Many dogs and cats with CKD progress through all four stages, but some, particularly geriatric cats, have non-progressive or minimally progressive kidney disease. These patients may remain in an IRIS stage and another disease may become the more clinically significant and life-limiting problem.

Sub-stages of proteinuria

Measurements of proteinuria using the urine protein to creatinine ratio, also known as UP/C, should also be repeated at 10-14 day intervals to confirm a stable condition. Single measurements can be misleading because proteinuria can have several causes, including inflammatory changes in the kidneys, bladder or ureters. Therefore, if proteinuria is present, further laboratory tests of urine and blood must be carried out to clarify the causes of proteinuria.

Approximately 20 % of cats with CKD will develop proteinuria. Proteinuria, like hypertension, is involved in the progression of kidney damage and therefore needs to be treated.

Hypertension and proteinuria are linked.

Loss of protein (proteinuria) is usually associated with high blood pressure. Normally, proteins remain in the blood and are not filtered out. However, with increased filtration pressure, i.e. high blood pressure, more and more proteins pass into the urine. When this happens in a healthy kidney, most proteins are recovered in the nephron. In a damaged kidney, however, this does not happen sufficiently.
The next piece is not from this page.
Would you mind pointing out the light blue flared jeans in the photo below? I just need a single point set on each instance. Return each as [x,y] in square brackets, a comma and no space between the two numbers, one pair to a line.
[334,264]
Sub-stages based on blood pressure

Blood pressure plays an important role in the progression of the disease, but also in the clinical symptoms. As the kidneys are involved in the regulation of blood pressure, they are also affected by the progressive loss of nephrons. The result is high blood pressure. Initially, this is a compensation for the reduced kidney function. If less can be filtered because nephrons are missing, increased blood pressure leads to increased filtration pressure, which initially compensates for reduced kidney function. However, the increased blood pressure overloads the remaining nephrons, which are then destroyed. The result is a vicious cycle of compensation, overburdening and further nephron destruction.

Increased blood pressure also affects other organs, resulting in clinical symptoms. For example, hypertension can lead to retinal detachment, which can cause blindness in cats. Cats with high blood pressure often show dilated pupils, nictitating membrane prolapse or press their heads against objects. In the brain, high blood pressure can increase the risk of stroke.
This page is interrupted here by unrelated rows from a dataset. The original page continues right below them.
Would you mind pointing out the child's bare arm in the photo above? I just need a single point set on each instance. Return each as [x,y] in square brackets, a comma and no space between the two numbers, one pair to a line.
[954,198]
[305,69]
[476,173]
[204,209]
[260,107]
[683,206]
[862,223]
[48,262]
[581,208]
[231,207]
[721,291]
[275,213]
For moderate hypertension, antihypertensive therapy is recommended if there is a risk of organ damage, for example to the eye. For severe hypertension, antihypertensive medication is always indicated. The goal of treatment is a systolic blood pressure in the range of 150 – 160 mm Hg. In stage IV, the target blood pressure may be somewhat higher because the blood pressure represents the filtration pressure and the minimally functioning kidney will go into fatal kidney failure more quickly if the blood pressure drops. It is therefore possible that blood levels of creatinine, urea and SDMA may rise during antihypertensive treatment.